If you use BabyLemmatizer for annotating your data or training new models, please cite Sahala and Lindén 2023:

@inproceedings{sahala2023babylemmatizer,
  title={A Neural Pipeline for Lemmatizing and POS-tagging Cuneiform Languages},
  author={Sahala, A. J. Aleksi and Lindén, Krister},
  booktitle={Proceedings of the Ancient Language Processing Workshop at the 14th International Conference on Recent Advances in Natural Language Processing RANLP 2023},
  pages={203-212},
  year={2023}
}

For use-cases of the earlier version of BabyLemmatizer, see Sahala et al. 2022.

Upcoming features

In order of priority:

  • Advanced command-line use (tuning the neural net, customizing folders etc)
  • Phonological transcription
  • Morphological analysis
  • Named-entity recognition
  • Direct Oracc ATF support (E. Pagé-Perron has perhaps already done ATF<->CoNLL-u scripts)
  • Server-side use

Bugs

  • If user forgets = between parameter and argument in command line use, things go wrong
  • Conll-u line write protection DOES NOT WORK! Do not use it or you will get weird results (as of August 2024)

Todo

  • Simplify commandline parameters, --lemmatize is a bit illogical now
  • Make filepaths and star expressions more robust
  • Fix missing = causing problems
  • conf score-wise evaluation
  • global version and logger
  • publish data splitter for conlluplus
  • make data merger and augmentation scripts public
  • remove unused code
  • Oracc guideword field for conllu+
  • [DONE] --lemmatize to work with conlluplus
  • [DONE] lemmatization cycle as automatic as possible
  • [DONE] write-protected fields
  • [DONE] model versioning
  • [DONE but needs CMD params] adjustable context window
  • [DONE] normalize function for conlluplus
  • [DONE] force determinative capitalization for train data

If willpower

  • rewrite conllu+ class in a way that updates can be done on the fly instead of reiterating
  • tag confusion matrix
  • tag-wise evaluation
  • category-wise evaluation (logo/logosyll/syll)
  • add possibility to use external validation set

Latest updates

  • 2.2 (2024-06-07) --lemmatizer-context and --tagger-context parameters can be used to adjust how much context information is taken into account in tagging and lemmatization.

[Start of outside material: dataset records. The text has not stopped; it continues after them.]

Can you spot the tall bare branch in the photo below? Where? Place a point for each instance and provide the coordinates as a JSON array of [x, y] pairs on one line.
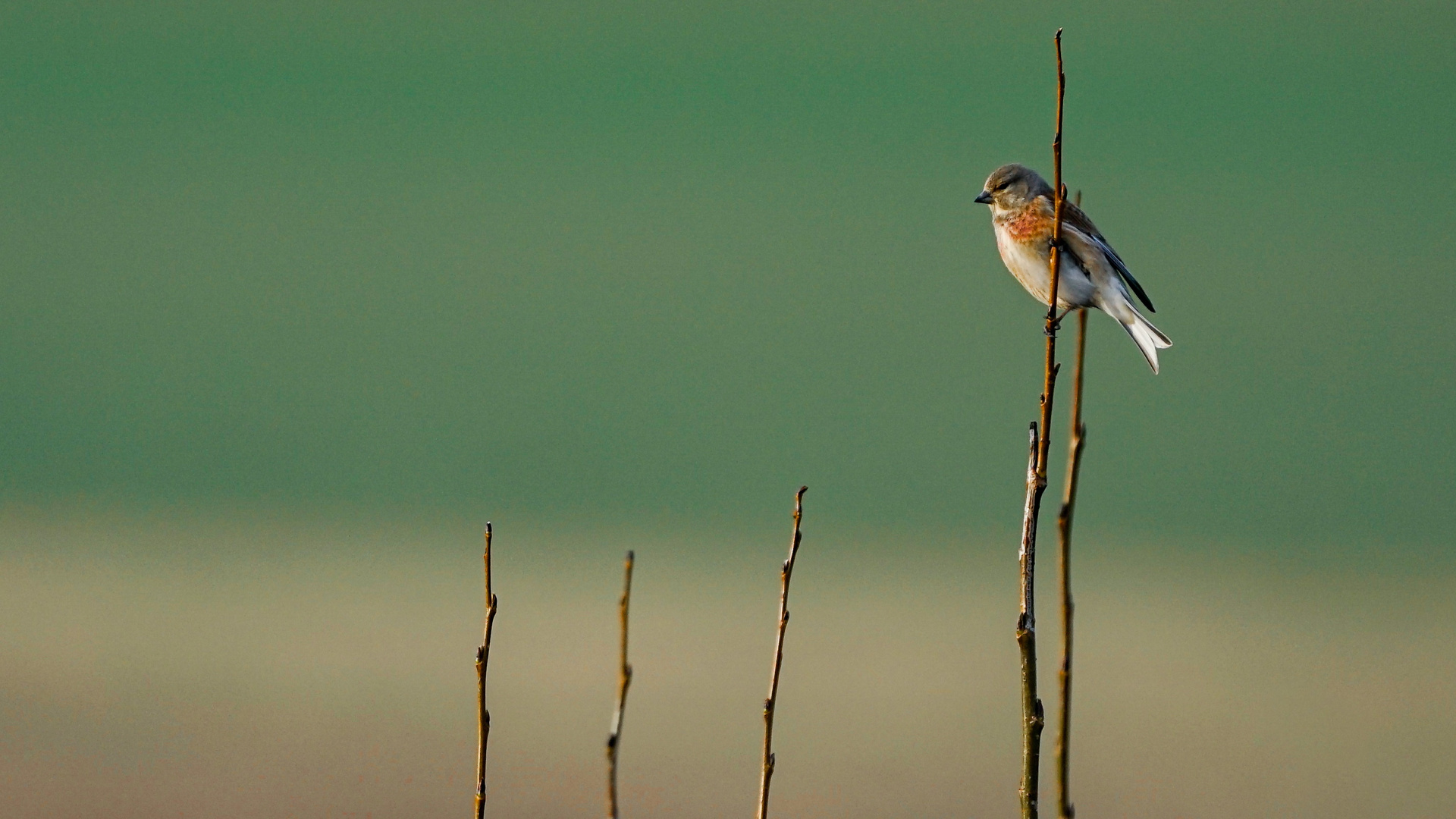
[[1069, 500], [482, 659], [1031, 711]]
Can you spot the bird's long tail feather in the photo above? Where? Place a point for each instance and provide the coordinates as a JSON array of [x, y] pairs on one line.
[[1147, 337]]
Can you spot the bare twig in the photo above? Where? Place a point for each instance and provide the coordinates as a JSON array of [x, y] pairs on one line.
[[1069, 500], [482, 659], [1031, 711], [623, 681], [1027, 640], [778, 657]]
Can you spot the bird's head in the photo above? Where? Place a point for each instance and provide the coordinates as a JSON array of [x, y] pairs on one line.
[[1012, 187]]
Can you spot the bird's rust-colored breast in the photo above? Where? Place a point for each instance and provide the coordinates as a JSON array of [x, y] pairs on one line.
[[1030, 223]]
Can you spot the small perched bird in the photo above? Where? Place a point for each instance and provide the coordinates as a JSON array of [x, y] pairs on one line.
[[1092, 275]]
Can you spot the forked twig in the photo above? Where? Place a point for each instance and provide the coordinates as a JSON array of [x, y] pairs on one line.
[[778, 657], [482, 659], [1031, 711], [623, 681]]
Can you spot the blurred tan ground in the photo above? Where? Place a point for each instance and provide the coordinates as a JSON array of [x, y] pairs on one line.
[[294, 670]]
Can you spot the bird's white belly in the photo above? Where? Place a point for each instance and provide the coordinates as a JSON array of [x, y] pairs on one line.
[[1033, 270]]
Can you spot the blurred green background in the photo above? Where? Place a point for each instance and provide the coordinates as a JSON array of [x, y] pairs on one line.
[[309, 284]]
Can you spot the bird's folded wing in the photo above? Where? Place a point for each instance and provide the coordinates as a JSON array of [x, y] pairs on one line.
[[1082, 231]]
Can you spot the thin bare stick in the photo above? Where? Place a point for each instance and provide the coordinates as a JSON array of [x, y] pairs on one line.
[[1069, 500], [623, 681], [482, 659], [1027, 640], [778, 657], [1031, 713]]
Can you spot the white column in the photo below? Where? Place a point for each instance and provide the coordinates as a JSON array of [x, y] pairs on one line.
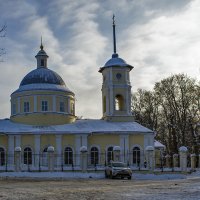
[[54, 103], [18, 103], [11, 152], [59, 150], [35, 103], [37, 151], [124, 144]]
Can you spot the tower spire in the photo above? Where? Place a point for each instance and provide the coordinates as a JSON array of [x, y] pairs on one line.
[[41, 45], [114, 36]]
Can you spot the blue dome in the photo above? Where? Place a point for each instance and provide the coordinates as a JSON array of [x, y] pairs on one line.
[[42, 75], [115, 61]]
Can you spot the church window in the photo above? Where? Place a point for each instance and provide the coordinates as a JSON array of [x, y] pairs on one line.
[[104, 104], [136, 155], [27, 156], [26, 106], [94, 155], [44, 157], [14, 109], [42, 62], [109, 154], [44, 106], [72, 109], [2, 156], [68, 156], [119, 102], [118, 75], [62, 107]]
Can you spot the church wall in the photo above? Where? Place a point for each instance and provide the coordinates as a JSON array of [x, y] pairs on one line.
[[104, 141], [43, 118], [136, 140]]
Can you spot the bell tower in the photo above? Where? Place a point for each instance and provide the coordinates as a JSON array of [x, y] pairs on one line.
[[116, 87]]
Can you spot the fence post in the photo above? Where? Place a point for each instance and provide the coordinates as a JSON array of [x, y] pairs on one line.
[[116, 152], [50, 151], [83, 151], [183, 158], [175, 160], [18, 159], [193, 161], [150, 157], [168, 160]]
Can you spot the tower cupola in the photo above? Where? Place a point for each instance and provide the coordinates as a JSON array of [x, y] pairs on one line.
[[116, 87], [41, 57]]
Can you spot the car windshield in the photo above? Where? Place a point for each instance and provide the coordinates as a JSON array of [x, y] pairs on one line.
[[118, 164]]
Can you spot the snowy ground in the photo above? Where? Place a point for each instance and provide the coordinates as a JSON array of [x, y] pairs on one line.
[[31, 186]]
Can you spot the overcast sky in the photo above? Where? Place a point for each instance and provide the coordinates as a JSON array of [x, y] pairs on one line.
[[157, 37]]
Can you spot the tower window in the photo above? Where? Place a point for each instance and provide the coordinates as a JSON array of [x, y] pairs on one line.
[[62, 107], [42, 63], [119, 101], [14, 109], [68, 156], [26, 106], [72, 109], [44, 106]]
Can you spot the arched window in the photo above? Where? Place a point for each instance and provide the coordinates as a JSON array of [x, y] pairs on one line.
[[27, 156], [119, 102], [2, 156], [109, 154], [68, 156], [44, 156], [136, 155], [94, 155], [104, 104]]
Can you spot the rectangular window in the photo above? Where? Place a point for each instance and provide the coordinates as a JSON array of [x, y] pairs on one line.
[[72, 109], [42, 63], [44, 106], [14, 109], [62, 107], [26, 106]]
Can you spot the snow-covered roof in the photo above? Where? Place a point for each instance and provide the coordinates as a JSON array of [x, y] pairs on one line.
[[158, 144], [88, 126]]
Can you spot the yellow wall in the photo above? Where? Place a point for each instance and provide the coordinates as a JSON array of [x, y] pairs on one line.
[[68, 140], [47, 140], [43, 118], [103, 141], [136, 139]]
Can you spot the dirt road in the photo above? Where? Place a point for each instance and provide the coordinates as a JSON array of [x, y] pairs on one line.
[[86, 189]]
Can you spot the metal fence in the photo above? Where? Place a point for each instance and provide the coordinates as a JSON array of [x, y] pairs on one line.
[[72, 161]]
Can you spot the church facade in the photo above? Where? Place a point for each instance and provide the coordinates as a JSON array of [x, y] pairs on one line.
[[43, 119]]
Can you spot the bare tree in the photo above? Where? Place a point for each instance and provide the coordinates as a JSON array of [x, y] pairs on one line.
[[172, 109]]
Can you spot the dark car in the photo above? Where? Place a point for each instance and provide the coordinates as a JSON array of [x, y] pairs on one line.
[[118, 169]]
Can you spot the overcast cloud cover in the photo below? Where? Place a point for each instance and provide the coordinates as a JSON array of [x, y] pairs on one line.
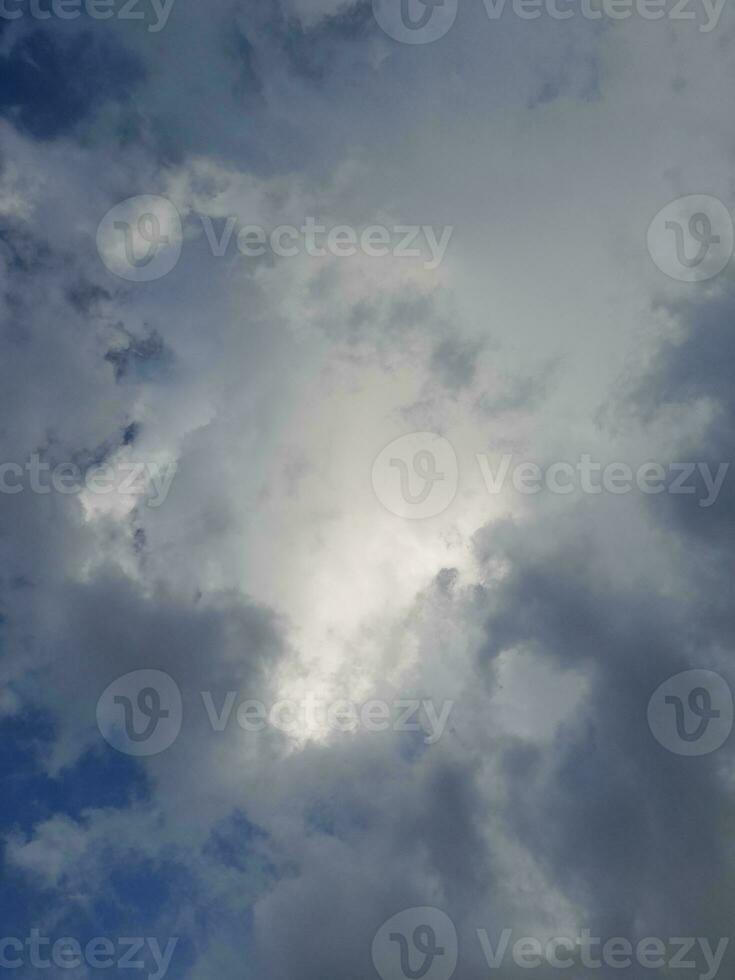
[[276, 561]]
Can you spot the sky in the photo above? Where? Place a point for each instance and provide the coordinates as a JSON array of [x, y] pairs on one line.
[[366, 514]]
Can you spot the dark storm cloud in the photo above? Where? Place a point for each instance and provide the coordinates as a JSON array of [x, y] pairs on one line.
[[688, 373], [44, 96]]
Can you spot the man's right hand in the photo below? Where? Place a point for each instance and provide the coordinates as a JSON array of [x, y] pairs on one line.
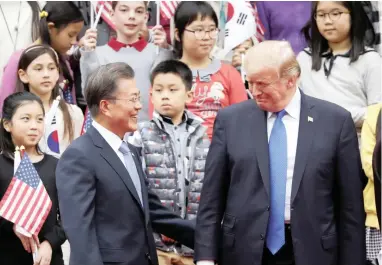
[[29, 243], [89, 41]]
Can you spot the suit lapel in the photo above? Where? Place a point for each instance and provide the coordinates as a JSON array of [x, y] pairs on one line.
[[307, 128], [142, 178], [258, 121], [112, 158]]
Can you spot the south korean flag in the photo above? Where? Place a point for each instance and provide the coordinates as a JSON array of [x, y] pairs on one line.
[[240, 25]]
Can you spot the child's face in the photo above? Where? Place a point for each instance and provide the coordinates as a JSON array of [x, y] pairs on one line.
[[333, 21], [41, 75], [27, 124], [63, 39], [130, 17], [196, 41], [169, 95]]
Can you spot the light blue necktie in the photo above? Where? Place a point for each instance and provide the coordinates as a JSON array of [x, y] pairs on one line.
[[131, 168], [278, 172]]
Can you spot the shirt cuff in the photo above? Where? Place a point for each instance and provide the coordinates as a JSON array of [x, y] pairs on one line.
[[205, 262]]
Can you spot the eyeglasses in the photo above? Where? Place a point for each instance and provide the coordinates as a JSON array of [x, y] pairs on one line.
[[333, 15], [201, 33], [133, 100]]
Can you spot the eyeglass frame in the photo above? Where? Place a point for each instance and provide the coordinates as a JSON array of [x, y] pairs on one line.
[[329, 15], [217, 30]]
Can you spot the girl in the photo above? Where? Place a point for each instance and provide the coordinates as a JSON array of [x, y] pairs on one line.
[[60, 24], [369, 138], [23, 124], [216, 84], [337, 66], [38, 73]]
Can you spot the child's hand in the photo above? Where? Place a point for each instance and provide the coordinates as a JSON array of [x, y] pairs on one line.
[[89, 41], [44, 255], [239, 50], [159, 36]]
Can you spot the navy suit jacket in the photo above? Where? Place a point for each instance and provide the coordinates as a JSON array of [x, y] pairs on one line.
[[100, 208], [327, 214]]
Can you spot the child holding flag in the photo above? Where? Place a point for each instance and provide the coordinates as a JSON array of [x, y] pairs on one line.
[[23, 125], [216, 84], [38, 73], [129, 18]]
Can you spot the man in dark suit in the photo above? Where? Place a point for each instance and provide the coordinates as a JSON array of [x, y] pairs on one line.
[[106, 210], [283, 181]]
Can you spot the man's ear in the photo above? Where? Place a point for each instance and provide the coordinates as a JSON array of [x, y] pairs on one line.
[[23, 76], [176, 34]]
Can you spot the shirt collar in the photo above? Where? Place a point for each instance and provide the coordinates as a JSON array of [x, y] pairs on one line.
[[138, 45], [294, 106], [111, 138]]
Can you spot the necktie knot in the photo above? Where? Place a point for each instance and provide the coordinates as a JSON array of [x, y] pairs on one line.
[[124, 148]]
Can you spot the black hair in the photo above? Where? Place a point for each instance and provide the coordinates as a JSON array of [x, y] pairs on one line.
[[61, 13], [35, 19], [27, 57], [359, 25], [102, 84], [10, 106], [174, 67], [186, 13]]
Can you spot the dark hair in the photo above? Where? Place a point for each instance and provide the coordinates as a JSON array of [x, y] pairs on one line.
[[318, 44], [35, 19], [10, 106], [27, 57], [186, 13], [115, 3], [61, 13], [102, 83], [174, 67]]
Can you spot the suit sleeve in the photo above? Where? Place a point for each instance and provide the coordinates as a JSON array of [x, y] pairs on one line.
[[213, 196], [350, 198], [76, 186]]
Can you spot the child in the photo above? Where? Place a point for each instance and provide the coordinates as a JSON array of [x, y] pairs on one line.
[[23, 124], [216, 84], [174, 147], [369, 137], [130, 18], [338, 67], [38, 73], [60, 24]]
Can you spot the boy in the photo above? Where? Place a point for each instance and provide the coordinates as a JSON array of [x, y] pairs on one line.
[[174, 148], [130, 18]]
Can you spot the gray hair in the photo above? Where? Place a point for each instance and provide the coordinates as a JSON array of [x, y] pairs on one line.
[[102, 84], [272, 54]]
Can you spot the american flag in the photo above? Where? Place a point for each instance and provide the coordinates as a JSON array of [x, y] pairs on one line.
[[87, 121], [167, 8], [259, 26], [26, 202], [106, 13]]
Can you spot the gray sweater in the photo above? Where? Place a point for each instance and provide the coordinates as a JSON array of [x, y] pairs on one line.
[[353, 86], [141, 62]]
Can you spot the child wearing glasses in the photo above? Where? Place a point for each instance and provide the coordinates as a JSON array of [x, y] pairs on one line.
[[338, 66], [215, 84]]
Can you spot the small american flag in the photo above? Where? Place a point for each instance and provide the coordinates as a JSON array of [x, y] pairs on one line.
[[167, 8], [26, 202], [106, 13], [87, 121], [259, 26]]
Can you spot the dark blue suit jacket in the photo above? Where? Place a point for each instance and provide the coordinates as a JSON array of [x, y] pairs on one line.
[[100, 209], [327, 214]]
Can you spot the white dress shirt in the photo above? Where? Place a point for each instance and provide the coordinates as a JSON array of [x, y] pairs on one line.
[[291, 121], [111, 138]]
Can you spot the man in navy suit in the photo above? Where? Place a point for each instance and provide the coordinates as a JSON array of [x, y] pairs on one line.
[[106, 209], [283, 178]]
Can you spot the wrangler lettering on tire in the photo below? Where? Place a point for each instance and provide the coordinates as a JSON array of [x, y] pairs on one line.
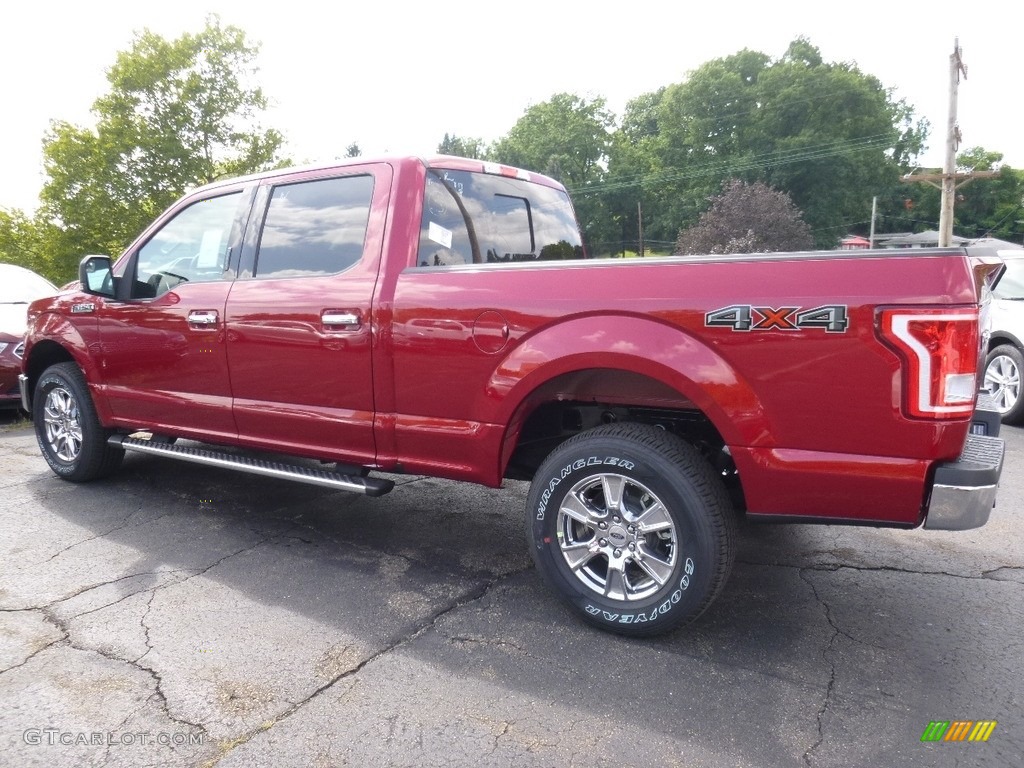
[[631, 526]]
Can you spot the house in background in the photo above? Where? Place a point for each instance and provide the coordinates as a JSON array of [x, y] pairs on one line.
[[928, 239], [853, 242]]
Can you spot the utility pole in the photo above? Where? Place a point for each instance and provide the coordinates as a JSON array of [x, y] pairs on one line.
[[875, 211], [948, 178], [640, 226]]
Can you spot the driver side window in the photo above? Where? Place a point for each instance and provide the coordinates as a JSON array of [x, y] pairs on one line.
[[193, 247]]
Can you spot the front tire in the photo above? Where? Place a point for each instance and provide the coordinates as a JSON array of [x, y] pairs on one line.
[[631, 526], [70, 435], [1004, 368]]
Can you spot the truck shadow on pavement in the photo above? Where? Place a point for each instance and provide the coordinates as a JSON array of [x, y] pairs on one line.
[[401, 629]]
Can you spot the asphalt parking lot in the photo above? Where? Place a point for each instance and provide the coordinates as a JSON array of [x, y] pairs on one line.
[[179, 615]]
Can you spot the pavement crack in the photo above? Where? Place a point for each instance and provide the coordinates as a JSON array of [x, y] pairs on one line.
[[834, 567], [123, 524], [825, 652], [470, 596], [37, 651]]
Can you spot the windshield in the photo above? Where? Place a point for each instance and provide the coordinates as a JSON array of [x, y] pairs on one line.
[[491, 219], [1011, 285]]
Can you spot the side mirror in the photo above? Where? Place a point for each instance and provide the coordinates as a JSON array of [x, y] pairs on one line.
[[95, 275]]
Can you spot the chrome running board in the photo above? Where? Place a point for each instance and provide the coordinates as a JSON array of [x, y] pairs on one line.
[[353, 483]]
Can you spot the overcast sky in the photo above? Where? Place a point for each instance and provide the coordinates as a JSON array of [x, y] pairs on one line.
[[395, 77]]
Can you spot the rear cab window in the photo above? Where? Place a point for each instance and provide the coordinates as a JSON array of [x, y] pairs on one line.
[[484, 218], [314, 227]]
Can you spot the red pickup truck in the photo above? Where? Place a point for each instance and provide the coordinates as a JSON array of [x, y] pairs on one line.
[[440, 317]]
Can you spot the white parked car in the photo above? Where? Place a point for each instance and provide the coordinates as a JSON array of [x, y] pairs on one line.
[[18, 288], [1005, 364]]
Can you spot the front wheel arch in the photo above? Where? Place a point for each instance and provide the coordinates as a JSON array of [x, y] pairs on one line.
[[68, 430], [632, 528]]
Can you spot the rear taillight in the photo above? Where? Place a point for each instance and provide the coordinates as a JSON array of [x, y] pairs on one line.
[[939, 348]]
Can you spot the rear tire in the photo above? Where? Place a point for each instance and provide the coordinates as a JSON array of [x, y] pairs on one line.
[[70, 435], [1004, 370], [631, 526]]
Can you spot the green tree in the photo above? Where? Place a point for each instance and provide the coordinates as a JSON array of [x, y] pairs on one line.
[[748, 218], [566, 137], [827, 134], [462, 146], [178, 114], [23, 242]]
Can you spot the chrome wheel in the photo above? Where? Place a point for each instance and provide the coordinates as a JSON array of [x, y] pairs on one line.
[[64, 428], [1003, 382], [616, 537]]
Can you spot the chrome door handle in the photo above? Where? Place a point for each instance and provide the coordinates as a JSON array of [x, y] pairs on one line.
[[340, 318], [201, 317]]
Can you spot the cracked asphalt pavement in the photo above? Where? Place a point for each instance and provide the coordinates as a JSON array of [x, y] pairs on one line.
[[180, 615]]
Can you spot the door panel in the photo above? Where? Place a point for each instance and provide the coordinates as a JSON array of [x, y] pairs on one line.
[[299, 330], [163, 352]]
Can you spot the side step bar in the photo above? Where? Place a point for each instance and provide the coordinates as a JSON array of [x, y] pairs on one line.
[[354, 483]]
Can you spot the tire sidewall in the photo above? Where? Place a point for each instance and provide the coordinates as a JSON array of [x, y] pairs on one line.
[[684, 594], [50, 380], [1016, 414]]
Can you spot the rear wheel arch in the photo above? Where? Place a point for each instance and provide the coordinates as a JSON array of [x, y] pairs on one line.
[[632, 528]]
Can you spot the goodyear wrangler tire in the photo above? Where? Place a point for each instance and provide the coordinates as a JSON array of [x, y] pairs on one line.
[[631, 526], [68, 430]]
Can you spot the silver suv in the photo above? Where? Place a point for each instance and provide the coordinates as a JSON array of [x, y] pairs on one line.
[[1005, 363]]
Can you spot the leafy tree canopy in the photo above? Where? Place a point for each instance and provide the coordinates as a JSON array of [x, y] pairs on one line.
[[825, 133], [179, 114], [463, 146], [748, 218], [567, 138]]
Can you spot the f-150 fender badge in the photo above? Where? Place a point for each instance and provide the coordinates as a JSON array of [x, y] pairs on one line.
[[833, 318]]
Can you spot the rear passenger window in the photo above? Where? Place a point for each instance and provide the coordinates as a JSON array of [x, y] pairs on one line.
[[314, 227]]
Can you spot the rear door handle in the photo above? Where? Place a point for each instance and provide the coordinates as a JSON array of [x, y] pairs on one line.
[[203, 317], [337, 317]]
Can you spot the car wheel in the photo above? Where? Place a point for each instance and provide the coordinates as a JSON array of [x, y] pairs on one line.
[[1003, 382], [68, 430], [631, 526]]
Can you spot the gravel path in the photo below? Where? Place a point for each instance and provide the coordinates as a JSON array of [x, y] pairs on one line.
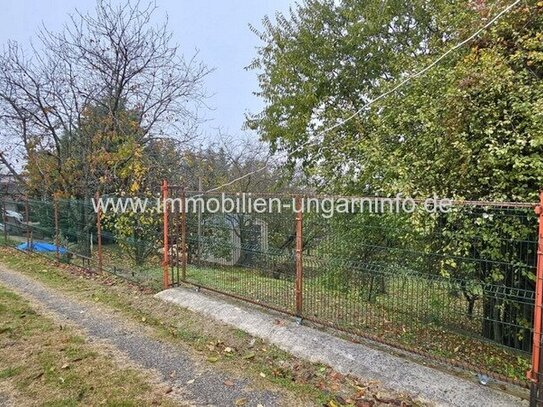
[[198, 384]]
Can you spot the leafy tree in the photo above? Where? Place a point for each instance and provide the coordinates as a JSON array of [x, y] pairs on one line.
[[470, 128]]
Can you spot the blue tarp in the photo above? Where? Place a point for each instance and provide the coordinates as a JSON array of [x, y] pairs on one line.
[[42, 247]]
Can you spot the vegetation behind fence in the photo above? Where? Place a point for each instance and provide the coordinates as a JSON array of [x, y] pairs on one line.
[[458, 286]]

These parameters are used only with --build and --build-train parameters. These settings are saved in the model's config.yaml.
  • 2.1 (2023-09-05): --tokenizer parameter, models now rembember which tokenization to use if it is defined during --build. Models created in version 2.0 will use logo-syllabic tokenization by default, unless you make a file config.yaml in your model directory (the same place where the yaml files are) and type tokenizer=2 on the first line (see command line parameters for possible values).

Data-openness Disclaimer

This tool was made possible by open data, namely thousands of work-hours invested in annotating Oracc projects. If you use BabyLemmatizer for your dataset, it is HIGHLY advised that your corpus will be shared openly (e.g. CC-BY SA). Sitting on a corpus does not give it the recognition it could have, if it were distributed openly. Just be sure to publish a paper describing your data to ensure academically valued citations.